Za kierownicą siedziała 19-latka, skręciła z ul. Sienkiewicza w prawo, w Paderewskiego i wówczas doszło do wypadku. Piesza trafiła do szpitala w bardzo ciężkim stanie. Miała liczne złamania żeber, skomplikowane złamanie ramienia, rozległą odmę podskórną i pękniętą wątrobę.
Do sprawy wypadku wracaliśmy kilkukrotnie, głównie z powodu uwag do toczącego się śledztwa, zgłaszanych przez pieszą i jej rodzinę, skarg kierowanych do komend policji wojewódzkiej i głównej, prokuratur okręgowej, apelacyjnej, a nawet ministerstwa sprawiedliwości. Problem polega na tym, że nie ma ani jednego naocznego świadka wypadku, a zeznania obu uczestniczek diametralnie się różnią. Jedna zapewnia, że przed wejściem na jezdnię rozejrzała się, a przechodząc już przez ulicę, zauważyła pędzący samochód, druga – że jechała wolno, a piesza wtargnęła pod koła jej auta. W śledztwie pojawiła się też kwestia słuchawek w uszach pieszej i korzystania z telefonu przez kierującą. Kluczowe były opinie biegłych z zakresu medycyny sądowej i wypadków samochodowych, ale tych z kolei było kilka i to rozbieżne.

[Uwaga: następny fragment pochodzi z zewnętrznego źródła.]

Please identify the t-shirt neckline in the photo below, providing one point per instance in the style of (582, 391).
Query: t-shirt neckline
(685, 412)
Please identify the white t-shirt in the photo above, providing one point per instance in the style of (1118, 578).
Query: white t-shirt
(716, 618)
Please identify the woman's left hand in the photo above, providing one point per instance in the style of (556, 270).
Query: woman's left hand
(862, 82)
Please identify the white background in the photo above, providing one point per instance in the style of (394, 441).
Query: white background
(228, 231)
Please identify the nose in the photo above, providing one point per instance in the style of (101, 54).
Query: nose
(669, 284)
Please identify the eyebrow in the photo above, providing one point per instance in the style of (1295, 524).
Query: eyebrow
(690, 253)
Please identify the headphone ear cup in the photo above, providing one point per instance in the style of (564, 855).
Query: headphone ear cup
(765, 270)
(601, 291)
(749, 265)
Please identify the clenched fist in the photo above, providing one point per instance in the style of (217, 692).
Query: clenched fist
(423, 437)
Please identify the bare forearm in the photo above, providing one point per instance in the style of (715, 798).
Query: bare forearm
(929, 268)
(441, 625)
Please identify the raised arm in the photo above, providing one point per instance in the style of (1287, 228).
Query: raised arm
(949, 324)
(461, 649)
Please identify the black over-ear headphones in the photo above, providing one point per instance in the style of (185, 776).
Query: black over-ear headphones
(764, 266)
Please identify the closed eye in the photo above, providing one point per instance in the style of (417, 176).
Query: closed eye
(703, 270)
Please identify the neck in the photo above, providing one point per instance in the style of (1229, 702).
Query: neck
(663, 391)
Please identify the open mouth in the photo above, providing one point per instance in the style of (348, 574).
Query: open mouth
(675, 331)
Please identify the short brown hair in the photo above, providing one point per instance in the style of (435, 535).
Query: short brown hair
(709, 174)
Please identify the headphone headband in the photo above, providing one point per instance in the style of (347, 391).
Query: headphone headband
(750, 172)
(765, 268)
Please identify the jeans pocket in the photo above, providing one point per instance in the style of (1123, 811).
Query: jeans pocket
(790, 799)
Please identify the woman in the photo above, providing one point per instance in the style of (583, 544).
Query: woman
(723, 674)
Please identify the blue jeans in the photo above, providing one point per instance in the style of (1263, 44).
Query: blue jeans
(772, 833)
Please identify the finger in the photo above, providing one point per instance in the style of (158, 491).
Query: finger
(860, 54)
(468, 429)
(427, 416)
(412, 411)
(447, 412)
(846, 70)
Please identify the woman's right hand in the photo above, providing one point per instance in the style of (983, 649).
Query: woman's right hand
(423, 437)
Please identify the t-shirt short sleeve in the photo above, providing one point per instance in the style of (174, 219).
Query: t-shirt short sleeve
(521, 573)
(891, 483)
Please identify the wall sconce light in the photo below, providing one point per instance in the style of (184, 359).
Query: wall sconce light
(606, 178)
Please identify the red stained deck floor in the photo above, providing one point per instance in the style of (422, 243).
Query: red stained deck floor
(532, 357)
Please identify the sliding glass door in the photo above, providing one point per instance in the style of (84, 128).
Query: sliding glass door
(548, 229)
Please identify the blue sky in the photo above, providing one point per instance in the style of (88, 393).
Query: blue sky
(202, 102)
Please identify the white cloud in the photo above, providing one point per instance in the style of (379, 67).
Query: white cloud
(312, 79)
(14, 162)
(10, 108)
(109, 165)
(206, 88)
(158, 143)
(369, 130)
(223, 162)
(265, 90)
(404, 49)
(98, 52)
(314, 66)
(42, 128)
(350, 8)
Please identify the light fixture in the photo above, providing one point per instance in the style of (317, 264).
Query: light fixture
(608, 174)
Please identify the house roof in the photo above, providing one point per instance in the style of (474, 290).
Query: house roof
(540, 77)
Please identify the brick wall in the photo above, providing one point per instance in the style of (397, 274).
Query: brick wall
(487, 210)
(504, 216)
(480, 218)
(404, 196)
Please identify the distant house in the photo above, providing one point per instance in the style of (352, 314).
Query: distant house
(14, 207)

Pod koniec grudnia 2014 r. Prokuratura Rejonowa w Wyszkowie umorzyła śledztwo „wobec braku ustawowych znamion czynu zabronionego”, w uzasadnieniu wskazując jednocześnie na Paulinę jako główną sprawczynię wypadku. Rodzina poszkodowanej zupełnie się z tym nie zgadzała i wniosła zażalenie, po którym prokuratura ponownie przyjrzała się sprawie. Ostatecznie skierowała do Sądu Rejonowego w Wyszkowie akt oskarżenia przeciwko kierującej. 3 sierpnia sąd skazał ją na rok pozbawienia wolności w zawieszeniu na 2 lata. Wyrok jest nieprawomocny.